Salswee Bakery opens in Flatiron

Salswee Bakery opens in Flatiron.
Emma Orlow/Eater NY

In the world of the children’s book author and illustrator Richard Scarry, characters can drive banana- and apple-shaped cars. It’s the first thing I think about when stopping by Salswee, a new bakery in Flatiron, which sells trompe l’oeil pastries in the shape of mangoes, bananas, and pears waiting in a showcase like fruit-shaped vehicles at a marble-clad luxury dealership.

The French Asian bakery, opened earlier this month at 180 Fifth Avenue, near West 23rd Street, serving cakes and other pastries, plus espresso drinks. It comes from an owner of Shakalaka Bakery, a Chinese bakery on Roosevelt Avenue in Flushing, Queens, according to a Salswee spokesperson. In Queens, the bakery is more casual with its hot dog rolls.

Fake fruit desserts like theirs are the kind that was once more typical to see in the dining room of a Midtown fine dining restaurant like Le Bernardin: The “‘apple’ arrives at the table looking like a perfect McIntosh just plucked from an upstate orchard. Cut into it, though, and you find a wall of brown-butter mousse surrounding a core of armagnac sabayon and apple roasted with caramel,” Grub Street wrote of the sculptural dessert in 2019. Chefs, like Cédric Grolet, in Paris, have long made the trompe l’oeil their calling card.

Salswee’s banana dessert.
Salswee’s banana dessert.
Emma Orlow/Eater NY

They are laborious to make; their rewards, no doubt fruitful — necessary in an era in which a dessert needs to do more than just serve as sweet finish to a meal. And more pertinent as restaurants reported cutbacks in pastry chefs.

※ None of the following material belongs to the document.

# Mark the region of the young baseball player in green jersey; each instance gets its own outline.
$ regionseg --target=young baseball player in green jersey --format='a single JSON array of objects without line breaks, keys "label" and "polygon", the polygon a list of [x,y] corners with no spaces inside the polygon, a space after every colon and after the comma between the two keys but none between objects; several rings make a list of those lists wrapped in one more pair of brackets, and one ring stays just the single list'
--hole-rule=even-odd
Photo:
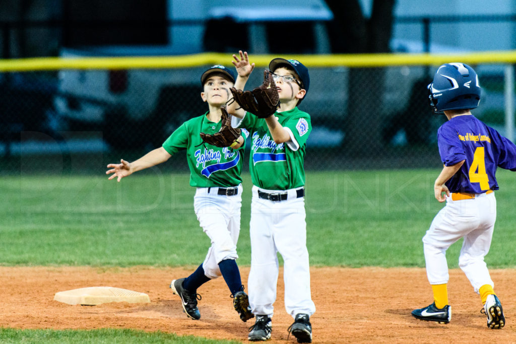
[{"label": "young baseball player in green jersey", "polygon": [[[254,67],[247,53],[233,55],[238,75],[235,88],[243,90]],[[310,116],[298,104],[308,91],[308,70],[296,60],[275,58],[269,68],[278,88],[280,107],[272,116],[259,118],[228,103],[233,126],[249,130],[250,170],[253,184],[250,227],[249,303],[256,322],[248,339],[266,340],[272,332],[279,264],[284,262],[285,306],[294,319],[288,331],[300,343],[311,342],[310,318],[315,312],[310,291],[304,209],[304,158],[312,130]]]},{"label": "young baseball player in green jersey", "polygon": [[221,275],[231,292],[233,306],[244,321],[254,317],[249,299],[244,291],[235,259],[236,243],[240,232],[242,179],[246,130],[231,147],[218,148],[203,144],[200,133],[217,132],[221,127],[220,106],[228,101],[229,88],[235,81],[233,72],[223,65],[212,67],[201,77],[203,91],[201,97],[208,103],[209,111],[184,123],[162,147],[138,160],[107,165],[109,179],[118,181],[133,173],[164,162],[179,151],[186,150],[190,168],[190,186],[196,188],[194,209],[201,227],[211,240],[204,262],[186,278],[174,280],[170,284],[174,293],[181,299],[186,315],[197,320],[201,315],[197,307],[197,289]]}]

That hasn’t stopped luxury bakeries from doubling down on desserts that can pass as sculptures. At Salswee, they are priced as such: On a recent visit, the banana-shaped dessert with a banana mousse inside was listed for around $10. To eat it is a race against the clock, as it smoothly melts into a spoon, not at all like the slow chew of an actual banana.

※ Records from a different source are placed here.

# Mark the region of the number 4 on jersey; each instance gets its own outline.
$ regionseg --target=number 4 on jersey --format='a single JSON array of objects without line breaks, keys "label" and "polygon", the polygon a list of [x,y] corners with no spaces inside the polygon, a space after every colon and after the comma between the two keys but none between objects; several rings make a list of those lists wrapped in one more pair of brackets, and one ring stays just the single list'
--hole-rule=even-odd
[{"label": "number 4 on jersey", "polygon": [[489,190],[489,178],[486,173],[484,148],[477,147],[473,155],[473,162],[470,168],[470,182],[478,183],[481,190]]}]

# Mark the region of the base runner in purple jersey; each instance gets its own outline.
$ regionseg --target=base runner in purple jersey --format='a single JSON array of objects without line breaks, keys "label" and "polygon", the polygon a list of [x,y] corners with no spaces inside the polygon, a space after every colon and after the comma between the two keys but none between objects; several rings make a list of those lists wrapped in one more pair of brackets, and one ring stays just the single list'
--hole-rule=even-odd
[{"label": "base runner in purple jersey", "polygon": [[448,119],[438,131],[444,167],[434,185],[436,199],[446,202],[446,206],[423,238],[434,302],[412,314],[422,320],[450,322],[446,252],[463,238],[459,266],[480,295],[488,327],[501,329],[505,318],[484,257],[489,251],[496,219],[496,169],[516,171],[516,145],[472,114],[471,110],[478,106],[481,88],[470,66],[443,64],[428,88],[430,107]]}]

Fake produce desserts is one of many pastry chef tricks that rise and fall out of favor. More recently, they’ve once again gained notoriety at Eunji Lee’s Korean and French bakery Lysée, where the corn cake is the star. A similar version cropped up at Konban, a sit-down katsu spot in Chelsea. But the version at Salswee most resembles the bruised banana Lee served at Jungsik, the Korean fine dining restaurant.

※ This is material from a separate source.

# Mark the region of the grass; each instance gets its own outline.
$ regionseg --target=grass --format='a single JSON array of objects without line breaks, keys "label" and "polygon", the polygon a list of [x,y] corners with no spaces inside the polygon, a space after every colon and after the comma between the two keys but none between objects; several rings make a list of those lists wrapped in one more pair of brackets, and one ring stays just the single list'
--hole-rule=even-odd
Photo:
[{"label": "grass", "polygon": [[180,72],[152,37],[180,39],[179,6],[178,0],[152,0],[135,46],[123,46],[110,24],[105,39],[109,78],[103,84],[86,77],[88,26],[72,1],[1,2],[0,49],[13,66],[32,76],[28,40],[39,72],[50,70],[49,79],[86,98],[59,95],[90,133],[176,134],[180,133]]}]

We’re years past the days of “is it cake” videos flooding TikTok and even inspiring a reality show of the same name. “The hyper-realistic cake craze is now part of the pantheon of illogical internet food jokes,” the New York Times reported in 2020. Fake fruit desserts for spring/ summer ‘24 may not be groundbreaking any longer, if they ever were.

But the hope is, like with anything fake, it’s at least an approximation of the real thing and taste still has to be important.

Their staying power seems to speak not to any remedy of a meme, but rather a signaling of the ways bakeries are changing in New York — finding ways to imbue little luxuries into the everyday, as they become more high-end dessert parlors, to sit and stay awhile, than just a place to grab a pastry before hopping on the subway to work. No matter how many times the classic technique is replayed, it’s always fun. And the results may leave customers saying orange you glad it is a banana.